Creating a new VM instance
There are a couple tools you can use to start up a virtual machine on the cloud. To use them you will need your openstack credentials loaded in your environment:
Vagrant
Vagrant is a high level tool - it can be used both for booting VM instances on the cloud as well as your local machine, as well as automatically configuring the instance for you using Puppet or similar tools.
To use Vagrant you create a configuration file, then run '`vagrant up`' to boot it. The configuration files are written in Ruby, and look like:
require 'vagrant-openstack-plugin'
Vagrant.configure("2") do | config |
config.vm.box = "openstack-dummy"
config.ssh.username = "ec2-user"
config.ssh.private_key_path = "~/.ssh/id_rsa"
config.vm.provision :puppet do |puppet|
puppet.module_path = "modules"
end
config.vm.provider :openstack do |os|
os.endpoint = "#{ENV['OS_AUTH_URL']}/tokens"
os.username = "#{ENV['OS_USERNAME']}"
os.api_key = "#{ENV['OS_PASSWORD']}"
os.tenant = "#{ENV['OS_TENANT_NAME']}"
os.region = "#{ENV['OS_REGION_NAME']}"
os.flavor = /m1.small/
os.image = /centos/
os.keypair_name = "walesnix"
os.floating_ip = "130.56.244.115"
os.security_groups = ["ssh","http"]
end
end
Nova
Nova is a low-level tool for booting VMs.
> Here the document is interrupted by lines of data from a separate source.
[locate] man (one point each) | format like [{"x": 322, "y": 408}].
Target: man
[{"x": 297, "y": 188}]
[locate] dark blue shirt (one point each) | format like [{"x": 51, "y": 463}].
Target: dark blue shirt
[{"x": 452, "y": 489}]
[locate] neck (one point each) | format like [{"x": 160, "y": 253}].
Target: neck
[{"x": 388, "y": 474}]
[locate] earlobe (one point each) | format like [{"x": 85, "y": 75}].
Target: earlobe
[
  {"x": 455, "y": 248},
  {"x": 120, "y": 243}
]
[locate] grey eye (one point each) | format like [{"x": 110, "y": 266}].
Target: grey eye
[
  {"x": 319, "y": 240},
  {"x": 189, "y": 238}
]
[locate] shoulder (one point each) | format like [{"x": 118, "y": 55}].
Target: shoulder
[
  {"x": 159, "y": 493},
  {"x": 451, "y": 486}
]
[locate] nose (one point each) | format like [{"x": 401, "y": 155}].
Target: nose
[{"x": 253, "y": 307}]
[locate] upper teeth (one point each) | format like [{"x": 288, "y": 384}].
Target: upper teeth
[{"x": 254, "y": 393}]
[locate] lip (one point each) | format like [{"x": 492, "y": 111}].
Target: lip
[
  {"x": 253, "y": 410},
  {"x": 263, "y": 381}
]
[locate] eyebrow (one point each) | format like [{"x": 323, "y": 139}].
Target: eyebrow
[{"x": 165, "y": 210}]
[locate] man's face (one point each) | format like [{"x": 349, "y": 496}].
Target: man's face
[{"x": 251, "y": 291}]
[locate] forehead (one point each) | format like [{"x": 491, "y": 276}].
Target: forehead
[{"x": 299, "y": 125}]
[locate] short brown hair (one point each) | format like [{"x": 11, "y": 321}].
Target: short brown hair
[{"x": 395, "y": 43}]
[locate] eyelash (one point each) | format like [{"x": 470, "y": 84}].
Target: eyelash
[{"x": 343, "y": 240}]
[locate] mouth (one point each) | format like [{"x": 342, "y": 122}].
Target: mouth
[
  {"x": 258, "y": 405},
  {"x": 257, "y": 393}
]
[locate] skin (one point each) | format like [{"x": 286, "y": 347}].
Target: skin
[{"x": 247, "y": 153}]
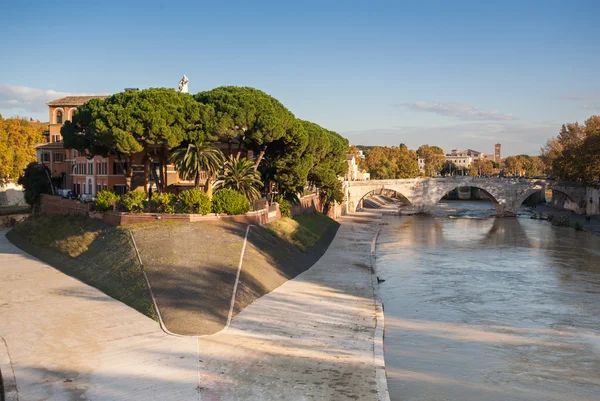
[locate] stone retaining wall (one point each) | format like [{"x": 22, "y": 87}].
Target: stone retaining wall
[{"x": 54, "y": 205}]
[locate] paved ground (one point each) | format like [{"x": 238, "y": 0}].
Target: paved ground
[{"x": 310, "y": 339}]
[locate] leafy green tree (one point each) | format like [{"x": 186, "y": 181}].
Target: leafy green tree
[
  {"x": 327, "y": 150},
  {"x": 230, "y": 202},
  {"x": 153, "y": 120},
  {"x": 239, "y": 174},
  {"x": 448, "y": 168},
  {"x": 195, "y": 157},
  {"x": 36, "y": 181},
  {"x": 194, "y": 201},
  {"x": 392, "y": 162},
  {"x": 249, "y": 116},
  {"x": 105, "y": 200},
  {"x": 17, "y": 140}
]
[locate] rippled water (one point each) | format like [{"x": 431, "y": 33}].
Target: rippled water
[{"x": 479, "y": 308}]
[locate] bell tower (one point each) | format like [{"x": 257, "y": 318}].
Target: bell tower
[{"x": 497, "y": 152}]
It is configured entirely using the command line like so:
Both tools require the same information to boot an instance - Nova gives more control with its various other functions, while in Vagrant much of the complexity is taken care of for you.
Connecting to the VM
By default an instance only has a private IP address, so it's only visible to other cloud systems. To connect to it you have to first connect to the cloud login node 'cloudlogin.nci.org.au', then you can connect to the VM using the special 'ec2-user' user (using NCI accounts requires extra configuration). If you've forgotten your VM's IP address use 'nova list' to show it.
scott@localhost $ ssh saw562@cloudlogin.nci.org.au
saw562@cloudlogin $ nova list
+--------------------------------------+--------+--------+--------------------+
| ID | Name | Status | Networks |
+--------------------------------------+--------+--------+--------------------+
| 640c9191-b6b2-4e33-82ec-14515f53a003 | testvm | ACTIVE | private=10.0.0.52 |
+--------------------------------------+--------+--------+--------------------+
saw562@cloudlogin $ ssh ec2-user@10.0.0.52
ec2user@testvm.local $
Configuring the VM
At the moment the VM is very bare - it's not connected to the NCI accounts or filesystem, and only the bare essential programs have been installed. This is where configuration management tools like Puppet come in - you describe how you'd like the system to be set up & Puppet goes off and does the configuration.
Puppet uses a 'manifest' to define what to install, which looks like:
node default {
include ssh
class {'apache':
default_vhost => false,
}
package {'subversion':}
package {'python':}
}
You can see an example of a full Puppet configuration in the code for the CoE Data Portal
We're creating a Puppet module to help you out with common VM use cases, some functions are listed below:
General Issues
There are a number of basic items that need to be set up on any VM. These include:
Server security
Automatic updates
Admin emails
To set this up add to your Puppet manifest:
include climatecms
Shell Access
To enable shell access for users add to your manifest:
include climatecms::access::shell
If your VM is on the NCI cloud this will allow you to log on using your NCI account credentials
Web Sites
Setting up websites can be complicated, as there are many ways to do so (e.g. static pages, tomcat apps, CGI). We recommend using the nginx module to manage these, it allows you to easily connect different locations on a web site with different services.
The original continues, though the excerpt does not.